Nein, geduldig war sie, sehr geduldig, sogar wenn sie einmal aus Versehen zu kräftig gepackt wurde, es sie herumwirbelte und es dauerte, bis sie erneut das Gleichgewicht fand. Es wurde ihr ja auch Zeit gelassen, dieses zu finden. Manchmal spürte sie den sicheren Griff in ihrer Körpermitte, bis sie sich wieder eingependelt hatte. Geduldig folgte sie dem Führen, direkt unter der Hand, nie begehrte sie auf, ließ sich führen, bewegte ihre Füße um die notwendigen Schritte in die gewünschte Richtung zu unternehmen, hob ihre Hände, wenn es von ihr gefordert wurde, ging auf die Knie, auch dies erfüllte sie, wenn sie dorthin zitiert wurde.
Geschmackvoll war sie gekleidet, eine Rokokokokotte, mit der typischen weißen Perücke, die vor Puder nur so strotzte. Ihre bleichen Wangen mit Rouge gefärbt durch kreisrunde Tupfen, ihr winziger Mund in knallrot nachgezogen, so dass ihr Mund ein verführerisches Herz formte. Der übliche Schönheitsfleck auf ihrer linken Wange fehlte selbstverständlich auch nicht. Ein Prachtwesen, das aus der breiten Masse hervorstach.
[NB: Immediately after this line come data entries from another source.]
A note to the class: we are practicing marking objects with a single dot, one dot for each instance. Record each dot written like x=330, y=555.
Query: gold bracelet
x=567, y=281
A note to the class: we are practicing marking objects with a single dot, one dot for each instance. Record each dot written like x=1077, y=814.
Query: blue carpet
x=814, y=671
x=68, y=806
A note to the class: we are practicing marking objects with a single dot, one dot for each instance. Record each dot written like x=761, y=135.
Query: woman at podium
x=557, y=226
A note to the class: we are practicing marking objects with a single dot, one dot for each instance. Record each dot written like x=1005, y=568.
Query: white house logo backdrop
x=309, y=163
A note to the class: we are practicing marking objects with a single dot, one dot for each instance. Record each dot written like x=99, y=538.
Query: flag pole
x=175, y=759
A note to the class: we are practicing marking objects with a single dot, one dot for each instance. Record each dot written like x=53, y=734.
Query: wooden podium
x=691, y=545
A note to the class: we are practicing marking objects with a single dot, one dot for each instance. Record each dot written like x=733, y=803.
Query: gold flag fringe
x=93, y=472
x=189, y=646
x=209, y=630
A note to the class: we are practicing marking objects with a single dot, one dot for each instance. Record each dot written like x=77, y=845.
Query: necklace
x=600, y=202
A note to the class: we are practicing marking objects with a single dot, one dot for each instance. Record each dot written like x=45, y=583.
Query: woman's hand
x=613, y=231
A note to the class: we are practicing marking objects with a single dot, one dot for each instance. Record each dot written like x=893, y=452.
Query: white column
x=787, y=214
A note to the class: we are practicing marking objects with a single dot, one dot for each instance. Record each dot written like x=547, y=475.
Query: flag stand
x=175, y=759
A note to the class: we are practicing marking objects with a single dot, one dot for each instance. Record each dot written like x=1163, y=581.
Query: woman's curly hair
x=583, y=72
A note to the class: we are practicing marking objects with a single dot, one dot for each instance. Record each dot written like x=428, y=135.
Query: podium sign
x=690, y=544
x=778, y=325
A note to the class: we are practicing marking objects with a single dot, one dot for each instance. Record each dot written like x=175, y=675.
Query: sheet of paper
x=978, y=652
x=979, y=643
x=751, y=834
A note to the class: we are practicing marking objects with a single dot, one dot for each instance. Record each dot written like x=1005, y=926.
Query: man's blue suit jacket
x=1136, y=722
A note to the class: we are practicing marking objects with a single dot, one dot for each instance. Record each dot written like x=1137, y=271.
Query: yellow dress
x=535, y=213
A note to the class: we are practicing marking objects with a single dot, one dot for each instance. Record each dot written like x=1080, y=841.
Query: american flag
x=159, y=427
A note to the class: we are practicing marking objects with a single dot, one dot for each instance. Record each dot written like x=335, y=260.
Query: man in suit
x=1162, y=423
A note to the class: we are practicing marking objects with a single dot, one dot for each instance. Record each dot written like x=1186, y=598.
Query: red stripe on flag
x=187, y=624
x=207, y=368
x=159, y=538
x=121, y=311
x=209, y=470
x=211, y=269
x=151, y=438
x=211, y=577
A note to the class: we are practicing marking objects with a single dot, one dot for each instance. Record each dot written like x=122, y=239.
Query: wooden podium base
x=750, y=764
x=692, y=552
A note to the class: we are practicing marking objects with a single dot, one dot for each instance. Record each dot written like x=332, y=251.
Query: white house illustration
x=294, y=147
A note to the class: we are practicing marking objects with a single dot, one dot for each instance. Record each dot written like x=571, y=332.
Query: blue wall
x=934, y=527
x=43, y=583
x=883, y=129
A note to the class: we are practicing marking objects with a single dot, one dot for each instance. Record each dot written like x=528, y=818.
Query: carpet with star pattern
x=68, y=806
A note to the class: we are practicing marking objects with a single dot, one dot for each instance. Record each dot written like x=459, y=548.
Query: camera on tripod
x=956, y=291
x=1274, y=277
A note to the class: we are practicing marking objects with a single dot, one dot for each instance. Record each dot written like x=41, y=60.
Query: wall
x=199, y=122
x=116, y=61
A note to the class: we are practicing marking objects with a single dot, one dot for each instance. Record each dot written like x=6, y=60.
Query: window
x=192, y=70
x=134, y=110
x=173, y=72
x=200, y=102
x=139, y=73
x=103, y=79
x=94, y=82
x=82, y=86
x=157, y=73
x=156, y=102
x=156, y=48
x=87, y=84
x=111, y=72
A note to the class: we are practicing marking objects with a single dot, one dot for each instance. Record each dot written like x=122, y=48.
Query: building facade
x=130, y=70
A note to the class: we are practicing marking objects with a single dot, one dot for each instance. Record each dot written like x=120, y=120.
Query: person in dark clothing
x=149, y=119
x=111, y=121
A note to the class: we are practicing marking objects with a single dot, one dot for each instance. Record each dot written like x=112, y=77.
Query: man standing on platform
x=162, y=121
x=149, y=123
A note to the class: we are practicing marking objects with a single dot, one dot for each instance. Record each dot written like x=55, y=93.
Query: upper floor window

Welchen Jubel sie hervorgerufen hatte, als er sie vorführte – sein Wesen, das nach seinem Willen handelte und tanzte.
Und nun? Nutzlos und dem Schicksal ergeben hing sie leblos in ihrem schweren Brokatkleid an diesem Haken. All der Glanz, was bedeutete er überhaupt? Ohne seine führende Hand fehlte jeglicher Antrieb zum Handeln in ihr. Willenlos, sinnlos.
Sacht drehte sie sich noch einmal, als sich leise der Deckel der schweren Holzkiste des Puppenspielers über ihr schloss.
© Lys Okt. 2009
(Inspiriert durch Antaghar´s Gedanke, ob Marionetten die freiesten Wesen seien)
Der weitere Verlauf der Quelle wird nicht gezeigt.